Pepe, miraba fijamente su rostro reflejado en el espejo.
¡Quiero que desaparezcas! – le dijo de forma fría, y contundente.
En ese momento, el terreno se movió bruscamente y cientos de toneladas de tierra, carbón, trozos de madera de eucalipto,etc cayeron sobre uno de los cuerpos. .
Dos horas después tras desesperados trabajos por recuperar el cuerpo de su compañero, apareció un pie desnudo, los compañeros se miraron y siguieron apartando tierra Pronto fue apareciendo el resto del cuerpo. Cuando ya estaba casi desenterrado, José, el mayor de todos ellos, se adelantó poco más de un metro y trató de girar el cuerpo para que si este aún tenía un ápice de vida pudiera respirar algo del sucio aire que allí había.

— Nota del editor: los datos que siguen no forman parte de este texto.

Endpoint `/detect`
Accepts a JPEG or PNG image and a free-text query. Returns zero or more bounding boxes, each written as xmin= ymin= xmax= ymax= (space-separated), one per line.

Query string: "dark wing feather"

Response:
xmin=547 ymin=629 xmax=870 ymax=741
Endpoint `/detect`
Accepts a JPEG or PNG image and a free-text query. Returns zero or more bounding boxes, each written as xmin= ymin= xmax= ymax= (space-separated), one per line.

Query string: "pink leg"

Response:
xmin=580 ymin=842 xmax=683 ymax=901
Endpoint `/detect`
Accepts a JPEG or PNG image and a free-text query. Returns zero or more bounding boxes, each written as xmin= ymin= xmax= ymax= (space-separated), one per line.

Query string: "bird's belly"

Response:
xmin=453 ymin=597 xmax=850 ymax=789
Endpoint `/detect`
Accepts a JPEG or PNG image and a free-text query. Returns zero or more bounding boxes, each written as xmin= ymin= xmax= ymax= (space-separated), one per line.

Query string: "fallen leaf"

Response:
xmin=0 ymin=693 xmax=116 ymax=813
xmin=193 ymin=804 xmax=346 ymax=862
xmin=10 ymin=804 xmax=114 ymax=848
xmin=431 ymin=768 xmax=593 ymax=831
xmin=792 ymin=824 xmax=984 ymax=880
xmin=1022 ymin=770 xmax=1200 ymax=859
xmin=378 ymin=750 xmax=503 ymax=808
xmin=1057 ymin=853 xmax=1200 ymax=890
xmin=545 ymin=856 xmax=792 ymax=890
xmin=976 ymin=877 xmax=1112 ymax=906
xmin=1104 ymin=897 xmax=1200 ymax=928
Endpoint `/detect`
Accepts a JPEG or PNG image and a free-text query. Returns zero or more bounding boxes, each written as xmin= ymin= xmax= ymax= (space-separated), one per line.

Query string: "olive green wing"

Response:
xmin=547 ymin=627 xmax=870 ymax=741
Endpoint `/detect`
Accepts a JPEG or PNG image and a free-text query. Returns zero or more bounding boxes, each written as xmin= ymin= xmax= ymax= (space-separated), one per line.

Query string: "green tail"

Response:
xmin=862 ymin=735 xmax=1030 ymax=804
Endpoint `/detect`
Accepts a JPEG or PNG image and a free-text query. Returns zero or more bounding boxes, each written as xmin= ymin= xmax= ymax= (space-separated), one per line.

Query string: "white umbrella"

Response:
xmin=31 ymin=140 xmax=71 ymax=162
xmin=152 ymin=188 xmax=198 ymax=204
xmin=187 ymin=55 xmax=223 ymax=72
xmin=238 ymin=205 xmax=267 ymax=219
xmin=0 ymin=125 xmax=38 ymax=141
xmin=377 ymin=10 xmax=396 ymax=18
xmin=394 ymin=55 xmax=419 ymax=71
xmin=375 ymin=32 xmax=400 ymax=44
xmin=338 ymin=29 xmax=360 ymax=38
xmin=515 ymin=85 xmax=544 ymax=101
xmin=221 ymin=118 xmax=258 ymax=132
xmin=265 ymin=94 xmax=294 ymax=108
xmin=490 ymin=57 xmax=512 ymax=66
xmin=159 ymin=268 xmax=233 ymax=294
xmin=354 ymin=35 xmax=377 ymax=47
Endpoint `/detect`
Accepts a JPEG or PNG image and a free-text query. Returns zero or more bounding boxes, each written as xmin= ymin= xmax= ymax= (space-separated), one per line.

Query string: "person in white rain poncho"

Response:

¡Grasia compañero! Sonó una voz con un fuerte acento andaluz detrás de ellos, lo que hizo que los cinco girasen al unisono para ver quien había suplantado la voz de Pepe.
Zi, zoy yo – dijo aquel a sus compañeros mientras ellos atónitos volvieron instintivamente a girar sus cabezas buscando el cadáver que habían estado liberando del argayu, pero allí ya no había nada, nunca había estado, y Pepe nunca había tenido ningún percance ese día, solo había expulsado a su miedo, y éste, al no tener a quien engañar, se había muerto.